- Alchemite™ is being applied to optimize the quality and yield of natural seaweed polymers to replace petroleum-based plastics
- A key application is to the soluble films used in laundry capsules, avoiding microplastics entering the environment
- Machine learning has cleansed data and identified key process parameters influencing formulation properties, helping to focus development work on productive pathways
Summary
At an Intellegens webinar, Dr Alex Newnes, CTO of sustainability innovator PlantSea discussed their use of the Alchemite™ software in developing sustainable alternatives to plastics. PlantSea’s natural seaweed polymers can replace petroleum-based plastics such as those used in laundry and dishwasher capsules, which are a major source of microplastics. These capsules use polymers such as PVOH in the soluble films that encase the detergent. US-based studies have estimated that 75% of this soluble plastic does not degrade in water treatment and is passed through into the natural environment. Emerging regulations challenge the use of such chemicals, but there are no suitable high-quality alternatives that meet performance and cost requirements.
PlantSea has developed a natural polymer system based on a seaweed biorefining process that can be a drop-in replacement for existing soluble film plastics. As it develops this system for scale-up and commercial delivery, PlantSea seeks to optimize product quality and yield. To help achieve these goals, PlantSea is now applying the Alchemite™ machine learning software, aiming to extract insights from R&D and process production data sets that will reduce dependency on trial-and-error experimentation and save time and raw materials. There are two focus areas for this work – the biorefining process and the formulation of soluble films. In both cases, PlantSea’s initial interest was to understand and enhance their data and to explore trends and relationships within that data to identify which process parameters were influencing key targets. With many different process parameters and metrics, this is a complex problem.
At the time of the presentation, the project was relatively new. PlantSea had been applying machine learning for just a couple of months. But Alex Newnes was able to show how the machine learning model was already filling gaps in their data and delivering valuable insights. He identified the graphical analytics available within Alchemite™ as particularly useful. These enable scientists to view and explore trends within the data and to drill into specific data points, all while offering clear information on the model uncertainty.

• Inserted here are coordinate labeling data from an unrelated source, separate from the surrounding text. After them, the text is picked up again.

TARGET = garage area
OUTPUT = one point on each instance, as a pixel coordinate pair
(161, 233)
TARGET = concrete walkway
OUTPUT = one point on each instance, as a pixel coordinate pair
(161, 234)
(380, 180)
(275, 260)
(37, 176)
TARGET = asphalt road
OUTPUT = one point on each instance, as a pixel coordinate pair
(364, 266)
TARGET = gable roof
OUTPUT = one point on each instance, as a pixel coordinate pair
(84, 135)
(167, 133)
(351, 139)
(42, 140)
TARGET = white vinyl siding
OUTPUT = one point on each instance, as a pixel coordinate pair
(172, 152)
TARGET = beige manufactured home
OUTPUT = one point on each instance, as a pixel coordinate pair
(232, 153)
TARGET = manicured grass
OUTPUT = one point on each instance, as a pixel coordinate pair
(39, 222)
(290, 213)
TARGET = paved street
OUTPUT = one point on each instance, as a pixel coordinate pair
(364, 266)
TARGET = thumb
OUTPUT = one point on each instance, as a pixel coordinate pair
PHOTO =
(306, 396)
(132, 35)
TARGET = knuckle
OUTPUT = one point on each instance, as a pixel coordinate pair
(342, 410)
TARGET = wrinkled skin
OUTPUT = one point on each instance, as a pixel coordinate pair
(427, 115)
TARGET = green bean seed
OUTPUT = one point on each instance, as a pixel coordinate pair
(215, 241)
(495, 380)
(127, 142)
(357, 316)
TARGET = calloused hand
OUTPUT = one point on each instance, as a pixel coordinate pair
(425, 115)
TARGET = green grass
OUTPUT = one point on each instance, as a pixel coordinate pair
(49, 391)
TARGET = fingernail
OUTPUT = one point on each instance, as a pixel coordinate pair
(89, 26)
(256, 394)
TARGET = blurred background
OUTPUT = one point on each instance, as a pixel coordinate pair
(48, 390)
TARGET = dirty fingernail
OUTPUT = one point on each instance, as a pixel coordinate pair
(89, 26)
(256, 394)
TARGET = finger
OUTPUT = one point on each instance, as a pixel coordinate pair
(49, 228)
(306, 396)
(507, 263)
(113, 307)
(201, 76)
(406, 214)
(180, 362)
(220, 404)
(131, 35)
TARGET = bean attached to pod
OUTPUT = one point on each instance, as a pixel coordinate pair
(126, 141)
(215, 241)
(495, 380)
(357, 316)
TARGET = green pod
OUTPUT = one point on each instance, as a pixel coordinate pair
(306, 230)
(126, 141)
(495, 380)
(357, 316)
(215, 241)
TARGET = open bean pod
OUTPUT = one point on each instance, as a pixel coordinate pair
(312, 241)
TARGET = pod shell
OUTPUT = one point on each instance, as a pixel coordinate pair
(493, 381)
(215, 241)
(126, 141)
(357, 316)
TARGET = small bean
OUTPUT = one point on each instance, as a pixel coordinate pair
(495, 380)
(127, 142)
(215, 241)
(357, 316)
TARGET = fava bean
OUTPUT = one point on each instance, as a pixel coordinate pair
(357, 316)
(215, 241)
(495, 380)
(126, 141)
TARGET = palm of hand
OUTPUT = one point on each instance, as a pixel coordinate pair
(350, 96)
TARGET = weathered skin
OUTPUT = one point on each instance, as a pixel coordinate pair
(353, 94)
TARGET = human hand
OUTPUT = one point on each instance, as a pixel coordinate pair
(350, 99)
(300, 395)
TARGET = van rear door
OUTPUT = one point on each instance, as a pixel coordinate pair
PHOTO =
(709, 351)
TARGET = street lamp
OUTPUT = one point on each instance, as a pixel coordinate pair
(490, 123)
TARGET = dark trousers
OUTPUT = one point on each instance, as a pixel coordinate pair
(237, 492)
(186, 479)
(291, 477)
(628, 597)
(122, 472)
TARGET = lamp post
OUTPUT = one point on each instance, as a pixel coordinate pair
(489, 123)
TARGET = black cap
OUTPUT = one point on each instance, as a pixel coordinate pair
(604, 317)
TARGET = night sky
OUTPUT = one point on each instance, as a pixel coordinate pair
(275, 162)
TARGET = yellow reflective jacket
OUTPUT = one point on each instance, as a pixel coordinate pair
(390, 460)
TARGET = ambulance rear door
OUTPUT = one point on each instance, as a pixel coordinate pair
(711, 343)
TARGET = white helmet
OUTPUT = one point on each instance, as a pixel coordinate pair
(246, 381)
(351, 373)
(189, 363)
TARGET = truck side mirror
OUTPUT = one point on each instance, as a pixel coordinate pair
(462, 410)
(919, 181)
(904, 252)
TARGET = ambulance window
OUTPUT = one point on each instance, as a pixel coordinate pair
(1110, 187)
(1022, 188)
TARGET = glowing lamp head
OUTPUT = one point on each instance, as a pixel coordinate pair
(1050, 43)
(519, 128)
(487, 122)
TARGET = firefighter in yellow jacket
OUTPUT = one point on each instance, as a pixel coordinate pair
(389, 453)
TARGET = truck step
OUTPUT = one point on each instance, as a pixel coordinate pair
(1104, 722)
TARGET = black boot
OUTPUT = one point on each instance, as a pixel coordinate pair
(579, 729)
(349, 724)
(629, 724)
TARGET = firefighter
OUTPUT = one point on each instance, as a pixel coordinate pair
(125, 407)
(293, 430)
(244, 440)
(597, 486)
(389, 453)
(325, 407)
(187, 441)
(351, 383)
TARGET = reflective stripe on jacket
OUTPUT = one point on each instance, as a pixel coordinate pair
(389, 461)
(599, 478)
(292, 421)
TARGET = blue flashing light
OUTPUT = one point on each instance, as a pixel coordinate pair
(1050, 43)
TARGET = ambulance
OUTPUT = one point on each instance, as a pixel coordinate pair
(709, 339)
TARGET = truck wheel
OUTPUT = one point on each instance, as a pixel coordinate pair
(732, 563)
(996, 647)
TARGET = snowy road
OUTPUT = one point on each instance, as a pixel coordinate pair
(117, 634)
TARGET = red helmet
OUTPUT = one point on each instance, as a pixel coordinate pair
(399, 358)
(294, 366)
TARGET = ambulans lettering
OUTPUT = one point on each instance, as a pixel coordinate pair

One trend plot, for example, enabled the PlantSea team to find errors in their data which “would have been very difficult to spot in conventional spreadsheets” but had potential to negatively impacted their quality standards. Another plot enabled them to understand the relative impact of process parameters such as temperature, reagant concentrations, or additive volumes in determining their key target properties. “It’s been really useful for seeing these multidimensional trends,” Alex Newnes explained, “It’s much quicker than anything we’ve been able to generate using other tools. [This is] influencing how we proceed with our R&D, pointing us towards where we need to add more data or increase our repetitions or variability.”
After just a short period applying Alchemite™, PlantSea is already gaining valuable insight, even from relatively straightforward exercises to understand and use trends in their data. The next steps planned in the project were to use the predictive functions of Alchemite™ to explore the likely outcomes of potential process or formulation changes and Design of Experiment in the design of new products. We look forward to seeing the results!